Sunday, September 27, 2020

Stock Price Disconnect

Stock prices, market cap, and the actual value of a company are often entirely disconnected.

A reader wrote to me asking about Pitney Bowes stock. I wrote about it before, didn't think much of the company, based on my experiences with their products many years ago. I mean, postage meters, how outdated is that?

Recently, I ran into an employee of the company and he explained to me their new product strategy. They're trying to offer companies a one-stop solution for shipping needs. You can log onto their site and it will determine which is the best shipping option for you, UPS, Federal Express, or the United States Postal Service.
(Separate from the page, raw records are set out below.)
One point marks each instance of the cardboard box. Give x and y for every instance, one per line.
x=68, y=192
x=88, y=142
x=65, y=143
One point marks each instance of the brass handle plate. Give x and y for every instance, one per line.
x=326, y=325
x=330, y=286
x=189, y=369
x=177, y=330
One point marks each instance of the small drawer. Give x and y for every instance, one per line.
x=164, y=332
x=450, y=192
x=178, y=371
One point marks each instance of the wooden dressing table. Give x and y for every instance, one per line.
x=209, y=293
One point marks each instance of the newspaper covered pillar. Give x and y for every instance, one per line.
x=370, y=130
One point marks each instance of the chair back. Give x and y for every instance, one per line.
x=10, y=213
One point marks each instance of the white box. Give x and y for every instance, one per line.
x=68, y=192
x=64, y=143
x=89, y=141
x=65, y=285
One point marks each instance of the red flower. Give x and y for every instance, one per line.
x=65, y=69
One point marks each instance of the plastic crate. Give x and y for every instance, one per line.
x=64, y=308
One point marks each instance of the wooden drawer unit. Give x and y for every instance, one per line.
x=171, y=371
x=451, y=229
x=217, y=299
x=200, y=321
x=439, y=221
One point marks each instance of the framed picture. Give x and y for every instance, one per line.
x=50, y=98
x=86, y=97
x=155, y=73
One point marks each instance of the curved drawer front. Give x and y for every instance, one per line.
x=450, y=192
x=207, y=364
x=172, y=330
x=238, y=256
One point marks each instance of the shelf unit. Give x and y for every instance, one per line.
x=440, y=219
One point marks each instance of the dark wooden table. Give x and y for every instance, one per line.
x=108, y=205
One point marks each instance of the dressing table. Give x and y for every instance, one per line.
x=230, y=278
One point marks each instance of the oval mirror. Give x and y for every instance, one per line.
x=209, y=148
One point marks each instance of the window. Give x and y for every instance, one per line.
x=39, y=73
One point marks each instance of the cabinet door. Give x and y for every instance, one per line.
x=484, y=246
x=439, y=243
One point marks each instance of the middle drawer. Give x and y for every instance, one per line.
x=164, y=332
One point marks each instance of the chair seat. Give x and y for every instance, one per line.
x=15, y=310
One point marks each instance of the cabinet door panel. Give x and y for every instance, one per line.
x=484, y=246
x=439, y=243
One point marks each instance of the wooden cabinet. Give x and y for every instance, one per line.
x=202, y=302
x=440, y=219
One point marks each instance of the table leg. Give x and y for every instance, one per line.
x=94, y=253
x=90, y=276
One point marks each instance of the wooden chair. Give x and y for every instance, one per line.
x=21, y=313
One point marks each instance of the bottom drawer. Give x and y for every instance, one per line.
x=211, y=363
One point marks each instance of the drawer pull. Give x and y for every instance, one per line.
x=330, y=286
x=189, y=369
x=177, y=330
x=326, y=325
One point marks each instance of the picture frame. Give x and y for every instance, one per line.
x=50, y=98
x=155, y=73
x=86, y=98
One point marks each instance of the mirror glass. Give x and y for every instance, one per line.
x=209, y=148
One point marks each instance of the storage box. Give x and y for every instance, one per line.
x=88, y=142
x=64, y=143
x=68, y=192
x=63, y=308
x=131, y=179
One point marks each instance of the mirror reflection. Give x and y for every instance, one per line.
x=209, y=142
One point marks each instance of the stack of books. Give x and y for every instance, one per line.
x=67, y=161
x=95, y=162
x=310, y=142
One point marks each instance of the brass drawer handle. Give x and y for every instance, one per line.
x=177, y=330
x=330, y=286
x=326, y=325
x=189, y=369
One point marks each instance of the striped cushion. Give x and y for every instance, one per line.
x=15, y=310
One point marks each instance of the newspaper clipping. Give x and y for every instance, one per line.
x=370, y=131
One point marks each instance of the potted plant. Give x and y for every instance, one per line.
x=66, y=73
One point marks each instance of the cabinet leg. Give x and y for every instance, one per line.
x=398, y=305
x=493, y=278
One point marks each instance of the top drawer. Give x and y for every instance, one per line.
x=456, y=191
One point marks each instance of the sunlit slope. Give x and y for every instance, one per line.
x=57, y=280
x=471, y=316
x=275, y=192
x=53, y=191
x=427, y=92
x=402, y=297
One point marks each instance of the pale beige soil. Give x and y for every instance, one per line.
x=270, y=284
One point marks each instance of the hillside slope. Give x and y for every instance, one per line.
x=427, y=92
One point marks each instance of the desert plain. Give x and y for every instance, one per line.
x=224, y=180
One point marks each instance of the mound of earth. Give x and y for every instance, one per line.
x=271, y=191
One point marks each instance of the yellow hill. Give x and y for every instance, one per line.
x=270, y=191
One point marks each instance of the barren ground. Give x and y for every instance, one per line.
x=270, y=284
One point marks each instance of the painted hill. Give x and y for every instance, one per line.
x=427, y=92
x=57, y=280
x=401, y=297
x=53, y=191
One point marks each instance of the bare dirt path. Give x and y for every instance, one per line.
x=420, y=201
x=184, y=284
And then can print labels for all three services, depending on how fast you want the product to get to its destination, and how much you want to pay.

In this era of e-commerce, it seems like a smart business plan and one with a future. Whether or not it is very profitable or not remains to be seen. There are good business plans out there that make money, and as long as you make a penny more then you spend, you could stay in business. This doesn't mean the company is worth an awful lot of money.  It's a good business plan they have - it is not a license to print money, by a long shot.  I doubt this is "the next big thing!®"

The reader apparently bought a lot of Pitney Bowes stock a while back when somebody was hyping it, claiming it was going to go through the roof. However it didn't go through the roof, it merely sort of did okay, and in fact dropped in value. It went up in value probably because people were hyping the stock and it went back down to earth when people realized it was just a thing not necessarily the next big thing.

I think the same is true of Kodak stock.  People hype the stock on the Internet, and it goes up in value, because the plebes think Kodak's vague and indecipherable plans are the next big thing because of some complicated plan to issue cryptocurrency that has yet to come to fruition (and maybe never will).    People buy into hype, and cryptocurrencies are a prime example.  People are throwing money at anything that has "crypto" attached to it, just as folks threw money at "dot com" back in the day (which was not that long ago!).

There's nothing wrong with just being a thing and not the next big thing. A stock that pays regular dividends from a company that makes regular profits is not a bad idea. I have no idea if this describes Pitney-Bowes, but it describes it awful lot of other companies.

Unfortunately, we have this casino mentality in the stock market these days. People want to latch onto the next big thing and hope that they can take a small amount of money and parlay it into a huge amount of money. But most, like our reader, end up taking a small amount of money and making it even to a smaller amount of money, often an amount of money they can't afford to lose.

There are no get rich quick schemes that actually work. The best thing is to invest in a panoply of different things and hope that some of them make money while maybe a few make spectacular amounts of money - but expect that some will lose money.  Over time – and that's the key, time - you'll accumulate wealth. Not a whole lot at once, but a little bit over a long period of time. And relatively speaking, you have a long period of time to invest, unless you're an old fart like me.

I am out of the game at this point. Stock Investing is no longer of interest to me as I am riding the part of the roller coaster where you put your hands up and go "Whee!" all the way down to the end.

And by the end, well, if you don't know what I'm talking about, then you haven't been listening very closely.  Everyone's investment timeline is finite.